Me: Ya, I need a cell phone. I don't need it to send email, play music, or cook me dinner. I just need a phone this can make and take calls with ease. Oh, and I don't want it to have an antenna. I tend to break them off when I chuck it in my purse and I don't want to look silly like my friend Em. (Em, you know I love you but the extended antenna has to go!) One other thing, I like a phone that flips closed. I don't want to accidentally call my mom when I am wooing all the men.
Jason: Wow, ok...it sounds like you have a pretty good idea about what you want and so you know, we don't sell any phones with antennas. Our flip phones are over here.
Me: I actually found the phone I want online, but I needed to come in and hold it to see if my chubby fingers can work the buttons and if it makes my face look fat. (By this point Jason is laughing. Not so much with me, but at me.)
Jason: Have you looked into our phone plans?

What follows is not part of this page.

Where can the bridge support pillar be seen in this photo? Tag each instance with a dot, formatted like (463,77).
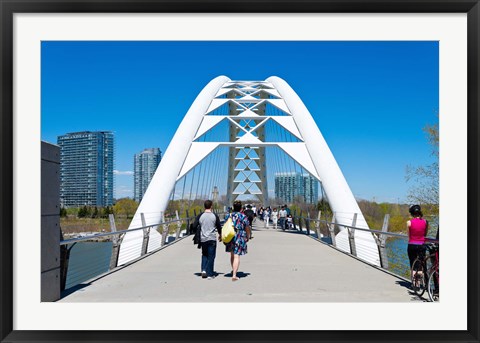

Me: Well, I have no idea how many minutes I need because my current phone is through work. I'm really not a phone person. I was thinking your lowest plan that includes unlimited calls to your top 5 friends would work. Question though, what if I don't really have 5 people I call that often? Can I change my top 5? I mean, say I breakup with my future boyfriend or I have a falling out with a friend because girls are crazy. What are my options?
Jason: You can change you top 5 once a month, but you can't have any 800 or 900 numbers in your top 5. Maybe you should not breakup with your future boyfriend. I am sure he was just having a hard couple of days at work.
Me: You may have a point about the future boyfriend. I'll keep that in mind, but that is too bad I can't have my favorite phone sex number in my top 5. Now I really am down to 4 friends.
Thanks T-Mo. (that's what the locals call it) Thanks for dealing with my craziness but more then that, thanks for your phenomenal customer service. My phone had a mail in rebate and they filled out the form, put all of the rebate items in an envelope, and addressed it.
1 comment:
did you really mention your favorite phone sex number?! did the guy think you were crazy!? you have some guts!